Kiedy wszyscy zastanawiają się nad line-upem Coachelli, ja postanawiam powęszyć wśród zagranicznych albumów ulubionych wykonawców, którzy znaleźli się wśród wyszukanego gwiazdozbioru festiwalowego. Kimś takim jest Thundercat, który w tym roku, razem z Michaelem McDonaldem, zawojował scenę Coachelli.
O Thundercatcie pisałam blisko dwa lata temu, przy okazji premiery jego drugiego albumu „The Beyond/Where The Giants Roam”. Basista współpracujący blisko z Flying Lotusem i Kamasim Washingtonem nagrał wówczas dość smutną, uduchowioną płytę, zainspirowaną pożegnaniem z przyjacielem:
Nowy album, zatytułowany „Drunk” jest zupełnie inny. To faktycznie, zgodnie z tytułem taka pijana wyprawa w świat dźwięków, emocji, doznań. Bardzo różnorodna i aż kipiąca od inspiracji – styl funky lat 70., R’nB, flower-power lat 60, mięsistego fusion, i hip-hopu – i społecznych komentarzy, włączając w to te o czarnych i Ameryce czarnych ludzi.
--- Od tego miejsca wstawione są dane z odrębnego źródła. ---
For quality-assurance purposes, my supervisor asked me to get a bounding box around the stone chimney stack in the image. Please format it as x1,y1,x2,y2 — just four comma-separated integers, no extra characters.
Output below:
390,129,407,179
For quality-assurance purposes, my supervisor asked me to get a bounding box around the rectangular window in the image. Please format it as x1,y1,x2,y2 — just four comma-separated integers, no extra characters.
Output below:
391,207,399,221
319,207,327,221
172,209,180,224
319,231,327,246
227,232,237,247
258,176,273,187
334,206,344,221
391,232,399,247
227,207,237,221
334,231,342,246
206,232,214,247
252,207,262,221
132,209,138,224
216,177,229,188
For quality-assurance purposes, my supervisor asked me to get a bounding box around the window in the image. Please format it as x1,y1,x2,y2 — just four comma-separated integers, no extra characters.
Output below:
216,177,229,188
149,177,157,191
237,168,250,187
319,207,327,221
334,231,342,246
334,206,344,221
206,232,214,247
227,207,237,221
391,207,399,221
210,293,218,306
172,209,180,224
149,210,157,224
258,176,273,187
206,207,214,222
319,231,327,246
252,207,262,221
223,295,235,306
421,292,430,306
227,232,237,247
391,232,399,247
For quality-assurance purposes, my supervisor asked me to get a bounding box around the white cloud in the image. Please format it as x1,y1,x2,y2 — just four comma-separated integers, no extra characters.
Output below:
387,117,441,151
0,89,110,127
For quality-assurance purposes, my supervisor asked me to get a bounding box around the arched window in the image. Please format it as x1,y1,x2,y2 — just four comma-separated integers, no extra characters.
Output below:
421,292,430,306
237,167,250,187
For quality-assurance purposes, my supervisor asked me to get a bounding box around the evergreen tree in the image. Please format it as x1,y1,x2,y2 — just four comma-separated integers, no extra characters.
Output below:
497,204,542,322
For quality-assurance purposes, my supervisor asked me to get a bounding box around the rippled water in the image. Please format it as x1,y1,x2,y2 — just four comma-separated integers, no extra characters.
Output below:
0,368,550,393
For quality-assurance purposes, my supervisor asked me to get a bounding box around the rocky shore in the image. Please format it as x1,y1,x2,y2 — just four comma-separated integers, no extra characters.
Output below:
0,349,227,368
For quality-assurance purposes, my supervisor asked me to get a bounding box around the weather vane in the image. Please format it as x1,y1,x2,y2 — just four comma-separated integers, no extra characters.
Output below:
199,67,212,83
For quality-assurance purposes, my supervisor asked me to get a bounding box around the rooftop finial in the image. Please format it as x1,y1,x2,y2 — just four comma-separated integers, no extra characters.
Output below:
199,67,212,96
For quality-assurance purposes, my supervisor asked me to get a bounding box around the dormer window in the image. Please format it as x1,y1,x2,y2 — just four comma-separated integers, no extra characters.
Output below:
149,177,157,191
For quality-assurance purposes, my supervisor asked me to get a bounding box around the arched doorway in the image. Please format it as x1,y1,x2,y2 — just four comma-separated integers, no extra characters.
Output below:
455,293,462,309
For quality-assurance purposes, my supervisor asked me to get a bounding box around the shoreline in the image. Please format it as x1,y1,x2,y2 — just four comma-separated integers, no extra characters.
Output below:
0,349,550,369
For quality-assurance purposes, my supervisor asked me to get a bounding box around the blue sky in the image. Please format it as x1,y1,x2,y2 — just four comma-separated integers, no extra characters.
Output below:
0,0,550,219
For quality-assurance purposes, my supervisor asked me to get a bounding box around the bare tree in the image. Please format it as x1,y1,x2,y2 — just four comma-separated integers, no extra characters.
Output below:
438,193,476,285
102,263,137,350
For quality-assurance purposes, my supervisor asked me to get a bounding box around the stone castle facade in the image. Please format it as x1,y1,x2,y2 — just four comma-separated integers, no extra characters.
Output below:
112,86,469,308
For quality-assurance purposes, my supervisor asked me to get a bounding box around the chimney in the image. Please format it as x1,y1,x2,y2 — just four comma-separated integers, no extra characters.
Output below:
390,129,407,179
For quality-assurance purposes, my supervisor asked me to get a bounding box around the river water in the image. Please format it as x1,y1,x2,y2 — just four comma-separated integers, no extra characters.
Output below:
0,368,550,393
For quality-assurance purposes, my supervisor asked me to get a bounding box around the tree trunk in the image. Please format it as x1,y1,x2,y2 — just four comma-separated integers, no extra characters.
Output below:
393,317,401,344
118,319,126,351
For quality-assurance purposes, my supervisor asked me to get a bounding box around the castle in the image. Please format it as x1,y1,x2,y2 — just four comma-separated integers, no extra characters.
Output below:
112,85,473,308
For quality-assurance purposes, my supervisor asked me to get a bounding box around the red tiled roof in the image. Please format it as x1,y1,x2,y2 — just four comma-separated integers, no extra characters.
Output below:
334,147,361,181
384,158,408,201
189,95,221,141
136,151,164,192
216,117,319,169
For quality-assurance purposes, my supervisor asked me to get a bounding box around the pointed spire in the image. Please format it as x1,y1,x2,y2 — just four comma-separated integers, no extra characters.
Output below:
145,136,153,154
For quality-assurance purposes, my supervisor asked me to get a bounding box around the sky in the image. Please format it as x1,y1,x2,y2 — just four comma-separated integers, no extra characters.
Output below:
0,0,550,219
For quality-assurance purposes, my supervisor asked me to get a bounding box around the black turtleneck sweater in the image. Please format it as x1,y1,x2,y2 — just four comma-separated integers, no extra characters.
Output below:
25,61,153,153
Muszę przyznać, że to jedna z najlepszych płyt, jakie słyszałam w ciągu ostatnich kilku miesięcy. „Drunk” słucha się przedziwnie lekko – 23 ścieżki mkną szybko, mimo dużego zróżnicowania materiału, może dlatego, że stapiają się melodycznie i dramaturgicznie w jedną historię. Nad tym wszystkim góruje głos Thundercata, spajający opowieści o muzyce, dyskryminacji, piciu w barach, narkotykach i miłosnej przygodzie, którą ma powtórzyć i jeszcze jeden raz ją przeżyć. To daje nam w rezultacie taki koncept album przy współudziale najznakomitszych gwiazd jego pokolenia (w „Walk On By” wystąpił Kendrick Lamar, w „The Turn Down” – Pharell Williams). Thundercat funduje nam tu cały kołowrót nastrojów, od zabawy po zadumę. Kapitalny album, który można polecić każdemu i do którego chce się wracać.